Real-time analytics made easy with Cloud Spanner federated queries with BigQuery

By mullaned2002

August 28, 2021

1441

As enterprises compete for market share, their need for real-time insights has given rise to increased demand for transactional databases to support data analytics. Whether it’s to provide dashboards that inform rapid decision-making, to perform analysis on a lookup table stored in a transactional database, or to conduct complex hybrid transactional analytical workloads, there is a growing demand for analyzing large volumes of data in transactional databases.

Cloud Spanner is Google Cloud’s fully managed relational database for transactional workloads, and today, with the general availability of Spanner federated queries with BigQuery, it gets even more powerful. BigQuery is Google Cloud’s market-leading serverless, highly scalable, multi-cloud data warehouse that makes analytics easy by bringing together data from multiple sources. With Spanner’s BigQuery federation, you can query data residing in Spanner in real time without moving or copying the data, bridging the gap between operational data and analytics and creating a unified data lifecycle.

It’s already been possible to use tools like Dataflow to copy data from Spanner over to BigQuery, but if you haven’t set up these ETL workflows — or you simply need to do a quick lookup on data that’s in Spanner — you can now take advantage of BigQuery’s query federation support to run real-time queries on data that’s stored in Spanner.

In this post, we’ll look at how to set up a federated query in BigQuery that accesses data stored in Spanner.

How to run a federated query

Suppose you’re an online retailer that uses Spanner to store your shopping transactions, and you have a Customer 360 application built in BigQuery. You can now use federated queries to include this customer’s shopping transactions in your Customer 360 application without needing to copy the data over to BigQuery from Spanner.

To run a Customer 360 query in BigQuery that includes the shopping transactions that are stored in Spanner, follow these steps:

Launch BigQuery and choose the Google Cloud project that contains the Spanner instance that includes the shopping transactions database.

Set up an external data source for the Spanner shopping database in BigQuery. You’ll need to have bigquery.admin permissions to set this up.

Write a query in BigQuery that accesses the shopping data in the Spanner data source. If you’d like other users to access this external data source in BigQuery, simply grant them permission to use the connection resource you just created.

Setting up an external data source

To setup a Spanner external data source, select “Add data” and choose “External Data Source”

From here, add the connection settings for your Spanner database.

Writing a query that accesses the Spanner data source

Once you’ve created the external data source, it will be listed as one of the external connections in your project in the BigQuery Explorer.

Now, you simply use the EXTERNAL_QUERY function to send a query statement to Spanner, using Spanner’s native SQL dialect.

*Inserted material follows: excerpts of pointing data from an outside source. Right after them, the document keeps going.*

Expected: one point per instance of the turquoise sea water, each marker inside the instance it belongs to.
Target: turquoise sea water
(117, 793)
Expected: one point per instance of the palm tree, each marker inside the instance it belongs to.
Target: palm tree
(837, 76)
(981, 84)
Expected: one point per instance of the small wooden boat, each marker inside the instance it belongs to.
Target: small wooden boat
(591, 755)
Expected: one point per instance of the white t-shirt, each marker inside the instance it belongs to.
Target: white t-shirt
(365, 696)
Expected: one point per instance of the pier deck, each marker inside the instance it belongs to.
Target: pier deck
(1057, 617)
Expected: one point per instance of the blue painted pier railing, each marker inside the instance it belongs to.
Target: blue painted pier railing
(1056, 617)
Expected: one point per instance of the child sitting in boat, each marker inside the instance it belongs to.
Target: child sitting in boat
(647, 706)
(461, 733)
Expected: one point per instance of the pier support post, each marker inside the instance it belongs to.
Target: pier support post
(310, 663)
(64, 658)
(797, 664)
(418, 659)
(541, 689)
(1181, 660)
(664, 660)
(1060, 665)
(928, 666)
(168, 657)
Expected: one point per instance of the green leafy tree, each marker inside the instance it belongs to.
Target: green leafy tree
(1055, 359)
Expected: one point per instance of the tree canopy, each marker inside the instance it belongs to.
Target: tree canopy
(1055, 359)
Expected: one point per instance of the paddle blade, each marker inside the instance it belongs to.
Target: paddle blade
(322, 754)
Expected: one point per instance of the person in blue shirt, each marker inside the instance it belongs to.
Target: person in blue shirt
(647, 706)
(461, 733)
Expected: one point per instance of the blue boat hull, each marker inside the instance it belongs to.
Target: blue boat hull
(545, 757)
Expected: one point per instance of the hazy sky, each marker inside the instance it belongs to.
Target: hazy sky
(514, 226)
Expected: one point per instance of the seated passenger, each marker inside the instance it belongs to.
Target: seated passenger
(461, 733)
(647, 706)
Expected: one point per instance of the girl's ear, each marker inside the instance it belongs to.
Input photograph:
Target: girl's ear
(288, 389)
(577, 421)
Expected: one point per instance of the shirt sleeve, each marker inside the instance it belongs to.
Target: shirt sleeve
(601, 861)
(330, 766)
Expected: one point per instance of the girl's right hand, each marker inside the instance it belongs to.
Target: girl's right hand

The results are converted to BigQuery standard SQL data types and can be joined with other data in BigQuery.

Here’s the syntax for using EXTERNAL_QUERY:

SELECT * FROM EXTERNAL_QUERY(connection_id, external_database_query);

Connection_id(string): The name of the Spanner database connection resource. It is of the form: projects/projectID/locations/us/connections/ConnectionID. ConnectionID is the connection ID you created when you set up the external data source.

external_database_query (string): a read-only query in Spanner’s SQL dialect. The query is executed in Spanner and returned as a table in BigQuery.

For example:

And it’s as simple as that. There’s no need to copy data from Spanner over to BigQuery — EXTERNAL_QUERY takes care of everything. Moreover, EXTERNAL_QUERY returns a table that is no different from any other table in BigQuery, so you can JOIN to it, add it to materialized and authorized views, populate a dashboard with it, and even schedule the query using BigQuery’s scheduler.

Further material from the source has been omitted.